For large samples (typically n > 30), you can use the z-distribution instead of the t-distribution, as the t-distribution approaches the normal distribution.

Worked Example

Let's calculate the 95% confidence interval for a sample with the following characteristics:

  • Sample Mean = 50
  • Sample Standard Deviation = 10
  • Sample Size = 25

Step 1: Determine the degrees of freedom (df) = n - 1 = 24

Step 2: Find the critical value for a 95% confidence level and df = 24 from the t-distribution table. This value is approximately 2.064.

Step 3: Calculate the standard error = σ/√n = 10/√25 = 2

Step 4: Calculate the margin of error = critical value × standard error = 2.064 × 2 = 4.128

Step 5: Determine the confidence interval = 50 ± 4.128 = (45.872, 54.128)

Therefore, we can be 95% confident that the true population mean lies between 45.872 and 54.128.

Interpreting the Results

When you calculate a confidence interval, you're making a statement about the range within which you believe the true population parameter lies. Here's how to interpret your results:

  • If your confidence interval is wide, it indicates more uncertainty about the true population mean.
  • If your confidence interval is narrow, it suggests that your sample provides a more precise estimate of the population mean.
  • The confidence level you choose affects the width of the interval. Higher confidence levels result in wider intervals.

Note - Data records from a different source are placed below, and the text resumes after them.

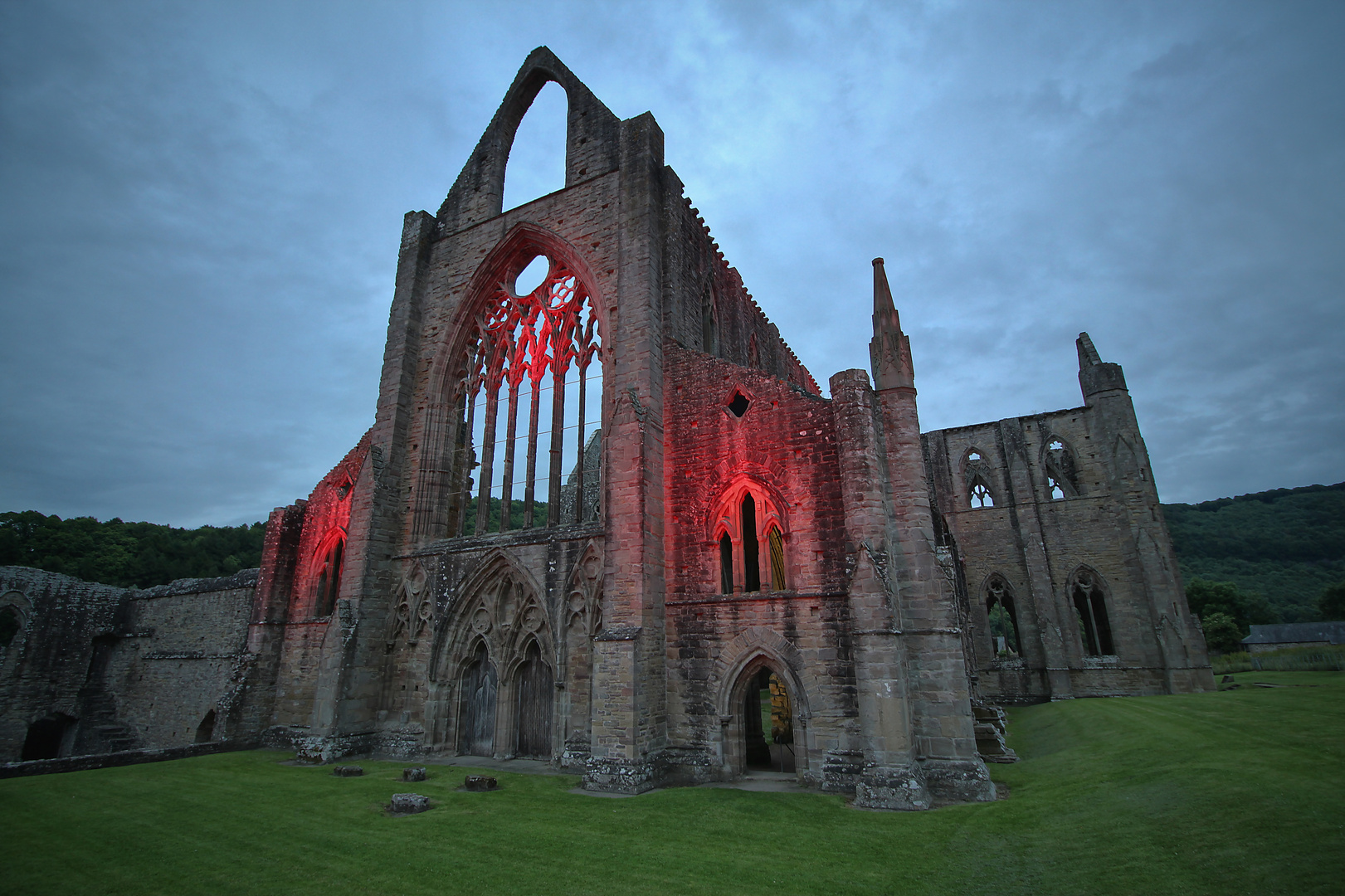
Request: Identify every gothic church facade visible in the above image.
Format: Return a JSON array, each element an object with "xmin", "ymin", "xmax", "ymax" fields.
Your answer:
[{"xmin": 0, "ymin": 48, "xmax": 1213, "ymax": 809}]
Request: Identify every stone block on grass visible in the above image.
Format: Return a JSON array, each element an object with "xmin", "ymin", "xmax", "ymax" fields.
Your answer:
[{"xmin": 387, "ymin": 794, "xmax": 429, "ymax": 816}]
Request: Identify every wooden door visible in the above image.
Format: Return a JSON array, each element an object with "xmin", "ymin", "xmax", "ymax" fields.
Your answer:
[
  {"xmin": 457, "ymin": 645, "xmax": 496, "ymax": 756},
  {"xmin": 514, "ymin": 640, "xmax": 555, "ymax": 759}
]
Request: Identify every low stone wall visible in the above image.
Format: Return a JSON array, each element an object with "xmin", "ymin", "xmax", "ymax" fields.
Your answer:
[{"xmin": 0, "ymin": 740, "xmax": 257, "ymax": 779}]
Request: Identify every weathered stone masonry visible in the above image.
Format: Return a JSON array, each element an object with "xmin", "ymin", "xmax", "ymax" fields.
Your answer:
[{"xmin": 0, "ymin": 48, "xmax": 1212, "ymax": 809}]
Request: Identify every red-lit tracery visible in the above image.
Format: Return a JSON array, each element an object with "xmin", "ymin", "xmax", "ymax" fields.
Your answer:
[{"xmin": 456, "ymin": 254, "xmax": 602, "ymax": 534}]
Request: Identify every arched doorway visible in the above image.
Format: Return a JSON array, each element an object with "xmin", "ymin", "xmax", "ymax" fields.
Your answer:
[
  {"xmin": 743, "ymin": 666, "xmax": 797, "ymax": 772},
  {"xmin": 514, "ymin": 640, "xmax": 555, "ymax": 759},
  {"xmin": 457, "ymin": 642, "xmax": 496, "ymax": 756},
  {"xmin": 19, "ymin": 713, "xmax": 76, "ymax": 760}
]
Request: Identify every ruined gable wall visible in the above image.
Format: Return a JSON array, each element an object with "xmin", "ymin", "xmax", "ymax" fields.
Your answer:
[
  {"xmin": 924, "ymin": 407, "xmax": 1165, "ymax": 697},
  {"xmin": 0, "ymin": 567, "xmax": 258, "ymax": 760},
  {"xmin": 665, "ymin": 346, "xmax": 855, "ymax": 781},
  {"xmin": 663, "ymin": 189, "xmax": 821, "ymax": 394}
]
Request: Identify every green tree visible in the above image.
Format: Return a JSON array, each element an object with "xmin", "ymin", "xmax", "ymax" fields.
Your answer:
[
  {"xmin": 1187, "ymin": 578, "xmax": 1279, "ymax": 640},
  {"xmin": 1317, "ymin": 582, "xmax": 1345, "ymax": 621},
  {"xmin": 1200, "ymin": 612, "xmax": 1243, "ymax": 654}
]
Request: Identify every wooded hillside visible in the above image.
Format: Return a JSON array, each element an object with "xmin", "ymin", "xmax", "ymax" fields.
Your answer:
[
  {"xmin": 1163, "ymin": 482, "xmax": 1345, "ymax": 621},
  {"xmin": 0, "ymin": 510, "xmax": 266, "ymax": 588}
]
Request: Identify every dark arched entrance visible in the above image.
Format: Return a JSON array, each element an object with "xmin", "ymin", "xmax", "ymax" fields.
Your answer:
[
  {"xmin": 20, "ymin": 713, "xmax": 76, "ymax": 760},
  {"xmin": 457, "ymin": 642, "xmax": 496, "ymax": 756},
  {"xmin": 743, "ymin": 667, "xmax": 795, "ymax": 772},
  {"xmin": 514, "ymin": 640, "xmax": 555, "ymax": 759}
]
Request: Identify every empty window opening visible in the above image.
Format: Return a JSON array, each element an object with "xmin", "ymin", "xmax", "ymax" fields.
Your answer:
[
  {"xmin": 314, "ymin": 538, "xmax": 346, "ymax": 616},
  {"xmin": 743, "ymin": 669, "xmax": 795, "ymax": 772},
  {"xmin": 197, "ymin": 709, "xmax": 215, "ymax": 744},
  {"xmin": 514, "ymin": 640, "xmax": 555, "ymax": 759},
  {"xmin": 1070, "ymin": 572, "xmax": 1115, "ymax": 656},
  {"xmin": 765, "ymin": 526, "xmax": 787, "ymax": 591},
  {"xmin": 0, "ymin": 606, "xmax": 23, "ymax": 650},
  {"xmin": 986, "ymin": 576, "xmax": 1022, "ymax": 660},
  {"xmin": 503, "ymin": 80, "xmax": 569, "ymax": 210},
  {"xmin": 19, "ymin": 713, "xmax": 76, "ymax": 762},
  {"xmin": 743, "ymin": 493, "xmax": 761, "ymax": 591},
  {"xmin": 457, "ymin": 642, "xmax": 498, "ymax": 756},
  {"xmin": 514, "ymin": 256, "xmax": 552, "ymax": 296},
  {"xmin": 719, "ymin": 533, "xmax": 733, "ymax": 595},
  {"xmin": 1044, "ymin": 437, "xmax": 1079, "ymax": 500},
  {"xmin": 446, "ymin": 249, "xmax": 602, "ymax": 535}
]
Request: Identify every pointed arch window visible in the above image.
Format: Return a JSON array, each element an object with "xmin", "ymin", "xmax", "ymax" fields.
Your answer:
[
  {"xmin": 962, "ymin": 448, "xmax": 996, "ymax": 510},
  {"xmin": 986, "ymin": 573, "xmax": 1022, "ymax": 658},
  {"xmin": 1070, "ymin": 569, "xmax": 1116, "ymax": 656},
  {"xmin": 314, "ymin": 535, "xmax": 346, "ymax": 616},
  {"xmin": 449, "ymin": 247, "xmax": 602, "ymax": 535},
  {"xmin": 712, "ymin": 482, "xmax": 788, "ymax": 595},
  {"xmin": 1042, "ymin": 436, "xmax": 1079, "ymax": 500}
]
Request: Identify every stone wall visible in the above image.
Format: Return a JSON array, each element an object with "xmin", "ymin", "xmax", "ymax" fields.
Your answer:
[{"xmin": 0, "ymin": 567, "xmax": 257, "ymax": 760}]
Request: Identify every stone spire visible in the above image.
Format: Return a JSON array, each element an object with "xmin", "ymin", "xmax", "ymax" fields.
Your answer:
[
  {"xmin": 869, "ymin": 258, "xmax": 914, "ymax": 392},
  {"xmin": 1075, "ymin": 333, "xmax": 1126, "ymax": 405}
]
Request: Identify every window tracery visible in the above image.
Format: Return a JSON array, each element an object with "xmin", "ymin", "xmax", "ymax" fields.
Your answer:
[
  {"xmin": 1042, "ymin": 436, "xmax": 1079, "ymax": 500},
  {"xmin": 712, "ymin": 483, "xmax": 788, "ymax": 595},
  {"xmin": 453, "ymin": 251, "xmax": 602, "ymax": 535},
  {"xmin": 1070, "ymin": 567, "xmax": 1116, "ymax": 656}
]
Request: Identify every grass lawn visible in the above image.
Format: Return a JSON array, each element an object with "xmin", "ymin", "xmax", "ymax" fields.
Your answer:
[{"xmin": 0, "ymin": 673, "xmax": 1345, "ymax": 896}]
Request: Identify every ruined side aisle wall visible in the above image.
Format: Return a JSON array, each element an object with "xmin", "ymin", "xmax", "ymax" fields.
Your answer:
[
  {"xmin": 665, "ymin": 346, "xmax": 862, "ymax": 790},
  {"xmin": 0, "ymin": 567, "xmax": 260, "ymax": 762}
]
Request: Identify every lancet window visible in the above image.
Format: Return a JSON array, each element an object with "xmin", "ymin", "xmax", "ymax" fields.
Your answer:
[
  {"xmin": 1042, "ymin": 437, "xmax": 1079, "ymax": 500},
  {"xmin": 713, "ymin": 485, "xmax": 788, "ymax": 595},
  {"xmin": 1070, "ymin": 569, "xmax": 1116, "ymax": 656},
  {"xmin": 451, "ymin": 247, "xmax": 602, "ymax": 535}
]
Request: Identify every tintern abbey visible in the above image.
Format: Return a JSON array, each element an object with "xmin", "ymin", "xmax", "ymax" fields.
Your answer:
[{"xmin": 0, "ymin": 47, "xmax": 1213, "ymax": 809}]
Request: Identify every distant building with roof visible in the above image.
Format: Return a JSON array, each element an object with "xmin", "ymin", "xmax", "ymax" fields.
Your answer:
[{"xmin": 1243, "ymin": 621, "xmax": 1345, "ymax": 654}]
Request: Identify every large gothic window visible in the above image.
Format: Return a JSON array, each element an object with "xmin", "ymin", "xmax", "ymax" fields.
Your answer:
[
  {"xmin": 1070, "ymin": 569, "xmax": 1116, "ymax": 656},
  {"xmin": 457, "ymin": 642, "xmax": 498, "ymax": 756},
  {"xmin": 962, "ymin": 448, "xmax": 996, "ymax": 510},
  {"xmin": 314, "ymin": 537, "xmax": 346, "ymax": 616},
  {"xmin": 986, "ymin": 573, "xmax": 1022, "ymax": 658},
  {"xmin": 712, "ymin": 482, "xmax": 787, "ymax": 595},
  {"xmin": 1042, "ymin": 436, "xmax": 1079, "ymax": 500},
  {"xmin": 451, "ymin": 251, "xmax": 602, "ymax": 535}
]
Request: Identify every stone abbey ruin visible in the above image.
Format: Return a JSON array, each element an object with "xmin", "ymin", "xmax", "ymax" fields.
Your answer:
[{"xmin": 0, "ymin": 47, "xmax": 1213, "ymax": 809}]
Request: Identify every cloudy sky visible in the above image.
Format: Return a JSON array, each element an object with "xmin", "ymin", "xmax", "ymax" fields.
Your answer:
[{"xmin": 0, "ymin": 0, "xmax": 1345, "ymax": 526}]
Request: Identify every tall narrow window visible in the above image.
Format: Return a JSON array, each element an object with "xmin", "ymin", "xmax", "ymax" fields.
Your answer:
[
  {"xmin": 767, "ymin": 526, "xmax": 787, "ymax": 591},
  {"xmin": 719, "ymin": 533, "xmax": 733, "ymax": 595},
  {"xmin": 314, "ymin": 538, "xmax": 346, "ymax": 616},
  {"xmin": 743, "ymin": 493, "xmax": 761, "ymax": 591},
  {"xmin": 986, "ymin": 574, "xmax": 1022, "ymax": 658},
  {"xmin": 457, "ymin": 642, "xmax": 496, "ymax": 756},
  {"xmin": 1070, "ymin": 571, "xmax": 1115, "ymax": 656}
]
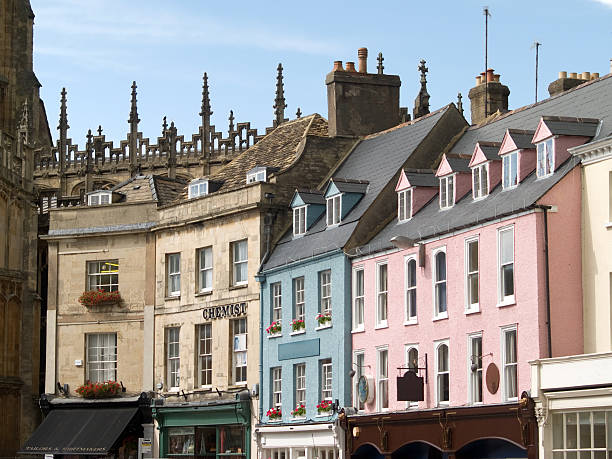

It's important to note that a confidence interval does not mean there's a 95% probability that the true mean falls within the interval. Instead, it means that if you were to take many samples and calculate the interval for each, 95% of those intervals would contain the true mean.

Common Mistakes

When calculating confidence intervals, there are several common mistakes to avoid:

  1. Using the wrong distribution: Using the z-distribution instead of the t-distribution for small samples can lead to inaccurate results.
  2. Incorrect degrees of freedom: Forgetting to subtract 1 from the sample size when calculating degrees of freedom can result in incorrect critical values.
  3. Misinterpreting the confidence level: Believing that the confidence interval has a 95% probability of containing the true mean is a common misunderstanding.
  4. Ignoring sample size: A small sample size can lead to wide confidence intervals, making the results less reliable.

FAQ

What is the difference between a confidence interval and a margin of error?

A margin of error is half the width of the confidence interval. It represents the maximum expected difference between the sample estimate and the true population parameter. The confidence interval is the range that combines the sample estimate and the margin of error.

How does sample size affect the confidence interval?

A larger sample size generally results in a narrower confidence interval, as it provides more information about the population. With more data, the estimate of the population mean becomes more precise, reducing the margin of error.

What is the difference between the t-distribution and the normal distribution?

The t-distribution is used for small samples (typically n < 30) and has heavier tails than the normal distribution. As the sample size increases, the t-distribution approaches the normal distribution. The normal distribution is appropriate for large samples where the population standard deviation is known.